Introduction and objective: Current guidelines recommend screening for coronary artery disease (CAD) in kidney transplantation (KT) candidates, but the supporting evidence is limited and outdated. This often leads to an accumulation of additional tests that delay the graft reception. In this context, our objective was to evaluate the pharmacological control of classic cardiovascular risk factors (CVRF) in these patients, based on the premise that effective pharmacological optimisation should precede any complex diagnostic approach.
Materials and methods: This is an observational, analytical and retrospective study of adult patients who underwent a KT in our autonomous community between January 2020 and December 2022. The criteria for performing advanced cardiological studies included the presence of multiple CVRF, diabetes mellitus (DM), angina-like symptoms or history of CAD. The patients’ usual treatments were recorded based on the hospital admission report.

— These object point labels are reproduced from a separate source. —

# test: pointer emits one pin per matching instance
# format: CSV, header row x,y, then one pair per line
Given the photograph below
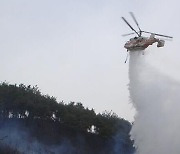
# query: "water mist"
x,y
156,99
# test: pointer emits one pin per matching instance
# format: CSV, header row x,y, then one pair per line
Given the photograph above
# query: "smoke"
x,y
18,137
156,99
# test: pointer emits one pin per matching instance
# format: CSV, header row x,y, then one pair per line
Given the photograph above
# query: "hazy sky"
x,y
73,49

Results: 156 patients underwent KT, 73% of whom were men, with a mean age of 57 years. Table 1 shows the population profile and the cardiological studies performed before transplantation. The execution of these advanced complementary tests resulted in a delay of 11 months in receiving the transplant. Table 2 presents some laboratory values prior to KT and the usual pharmacological treatment of these patients. Among diabetic patients for whom laboratory data were available, 55% were not within target ranges for HbA1c, and none received sodium-glucose co-transporter 2 inhibitors (SGLT2i). The established LDL cholesterol target of <55 mg/dl was achieved in a minority (25%), indicating significant optimisation margin in lipid-lowering therapy.
Conclusion: A high proportion of patients (53%) undergo advanced cardiological studies prior to kidney transplantation, despite suboptimal baseline control of classic cardiovascular risk factors. The risk-benefit balance of these procedures should be carefully evaluated, as they increase the time on renal replacement therapy (RRT) by nearly a year, with the associated rise in mortality and the real opportunity for prior medical optimisation. The current evidence to pre-transplant cardiac evaluation may need to be reconsidered, with greater emphasis on pharmacological measures.